В 1774 г. на заседании английской палаты общин было засвидетельствовано, что без ввозимого в Англию русского полотна «бедные классы английского народа обойтись не могут». Тогда же британцы признали, что «баланс в англо-русской торговле решительно склоняется в пользу России».
Француз Ле Клерк тогда же писал: торговля Европы с Россией нужнее Европе, чем России, а потому баланс всегда в пользу русских.
Люди понимающие прекрасно знают, что о процветании страны в первую очередь свидетельствует превышение экспорта над импортом. Посмотрим, как обстояли дела в русско-французских торговых отношениях...
В 1785 г. из России во Францию пришло 140 торговых судов общей вместимостью 24 892 тонны. Ушло из Франции в Россию вдвое меньше – 74 судна вместимостью 14 391 тонна.
В 1782 г. Франция получила от России товаров на 9 721 000 ливров, а вывезла в Россию – на 4 802 000 ливров. Другими словами, российские торговцы продали Франции товаров на сумму вдвое большую, чем заплатили за ее товары. Да и в последующие годы счет был в пользу России.
Известно точно, что именно во Францию ввозили русские и что из нее вывозили. После этого без всяких натяжек приходишь к мысли, что сырьевым придатком для России была как раз Франция, и ни в коем случае не наоборот.
Точная статистика это подтверждает. Достаточно взять данные за 1785 од.

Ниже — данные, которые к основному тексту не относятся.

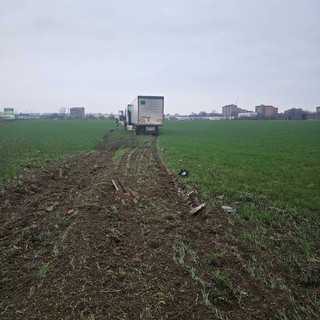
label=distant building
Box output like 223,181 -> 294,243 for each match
255,104 -> 278,118
70,107 -> 85,119
222,104 -> 250,117
3,108 -> 15,119
238,112 -> 258,118
222,104 -> 238,117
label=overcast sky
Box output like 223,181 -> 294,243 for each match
0,0 -> 320,114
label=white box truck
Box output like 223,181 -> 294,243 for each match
125,96 -> 164,134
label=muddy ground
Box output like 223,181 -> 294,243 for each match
0,138 -> 318,319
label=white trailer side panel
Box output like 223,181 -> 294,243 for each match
130,97 -> 139,124
138,96 -> 164,125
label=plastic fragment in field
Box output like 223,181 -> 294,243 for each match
179,169 -> 189,177
221,206 -> 237,213
190,203 -> 206,216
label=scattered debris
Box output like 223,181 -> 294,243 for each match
179,169 -> 189,177
221,206 -> 237,213
190,203 -> 206,216
112,179 -> 119,191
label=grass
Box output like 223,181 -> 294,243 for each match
159,121 -> 320,216
158,121 -> 320,319
0,120 -> 115,181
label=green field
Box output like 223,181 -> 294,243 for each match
159,121 -> 320,216
158,121 -> 320,319
0,120 -> 115,181
0,120 -> 320,320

Общая сумма, на которую ввезено русских товаров во Францию – 6 412 339 ливров. Распределяется она так:
Парусный холст – 98 000 ливров.
Сырье – воск, кожи, сало, лес, лен, пенька, железо – 4 280 000.

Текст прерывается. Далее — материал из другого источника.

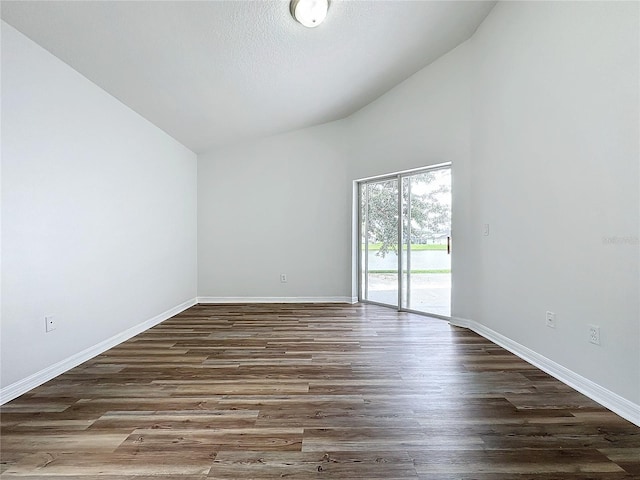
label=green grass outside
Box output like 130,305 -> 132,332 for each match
362,243 -> 447,252
369,270 -> 451,274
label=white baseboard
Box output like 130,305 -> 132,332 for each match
450,317 -> 640,427
0,298 -> 196,405
197,297 -> 358,303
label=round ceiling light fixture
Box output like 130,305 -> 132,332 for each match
290,0 -> 329,28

«Продукты индустрии» (т. е. промышленные товары) – 1 412 000.
Пшеница, рожь и овес – 472 000.
«Мелкие товары» (детально не обозначенные) – 150 389.

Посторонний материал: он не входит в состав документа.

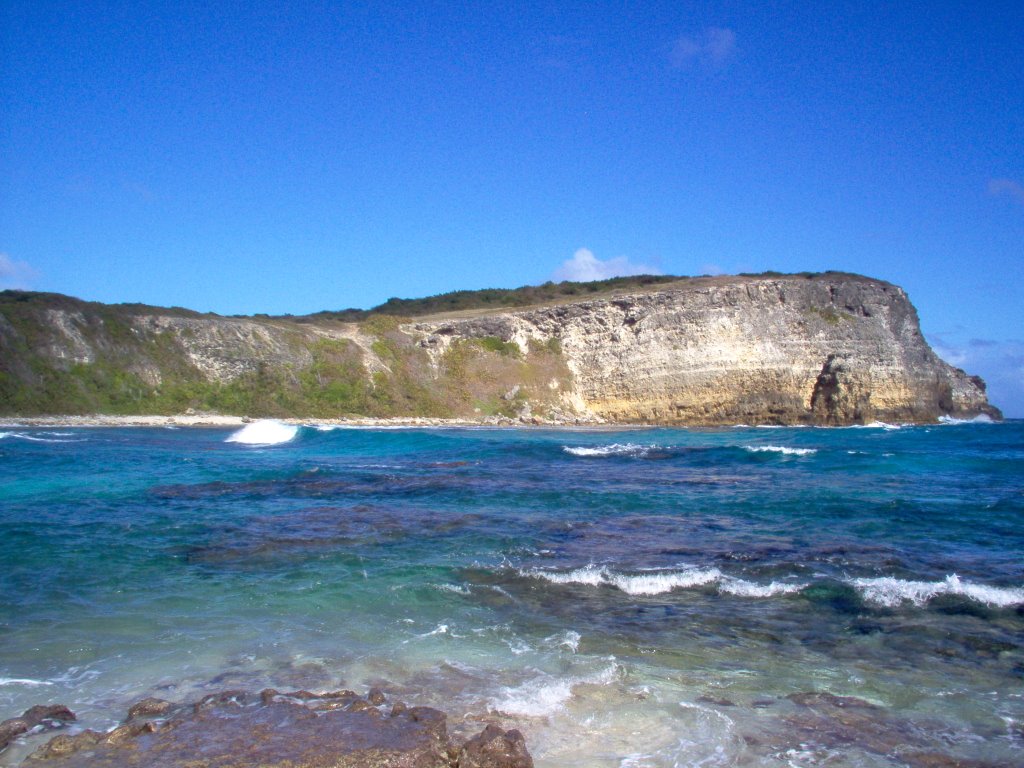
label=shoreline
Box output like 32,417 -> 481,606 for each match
0,414 -> 1013,430
0,414 -> 536,428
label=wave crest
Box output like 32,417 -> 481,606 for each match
850,573 -> 1024,608
224,419 -> 299,445
519,565 -> 807,597
562,442 -> 656,458
743,445 -> 818,456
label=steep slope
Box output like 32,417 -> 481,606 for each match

Конечно, сырье и зерно составляли значительную часть русского экспорта. Но посмотрим, что в том же году поставила нам Франция на 5 485 675 ливров. Машины, станки, прочие промышленные изделия? Ничего подобного.
Вино – 1 156 009.
Водка – 609 000.
Фрукты – 126 000.
Соль – 117 000.
«Мелкие товары» (скорее всего, галантерея и прочие предметы роскоши для модных лавок) – 225 675.
Выводы делайте сами...
Теперь – промышленность.
Француз Левек: «Русским удаются фабрики и ремесла. Они делают тонкие полотна в Архангельске, ярославское столовое белье может сравниться с лучшим в Европе. Стальные тульские изделия, быть может, уступают только английским. Русская шерсть слишком груба, чтобы можно было фабриковать из нее тонкие сукна, но некогда получали от иностранцев все сукно для обмундирования войск, а теперь иностранцы сами начинают получать его из фабрик этой страны... Русские более, чем какие-либо другие нации, приближаются к совершенству формы... Заставьте русского состязаться с иностранцем, и можно биться об заклад, что русский будет работать с меньшим числом инструментов так же хорошо и выработает те же предметы с менее сложными машинами...»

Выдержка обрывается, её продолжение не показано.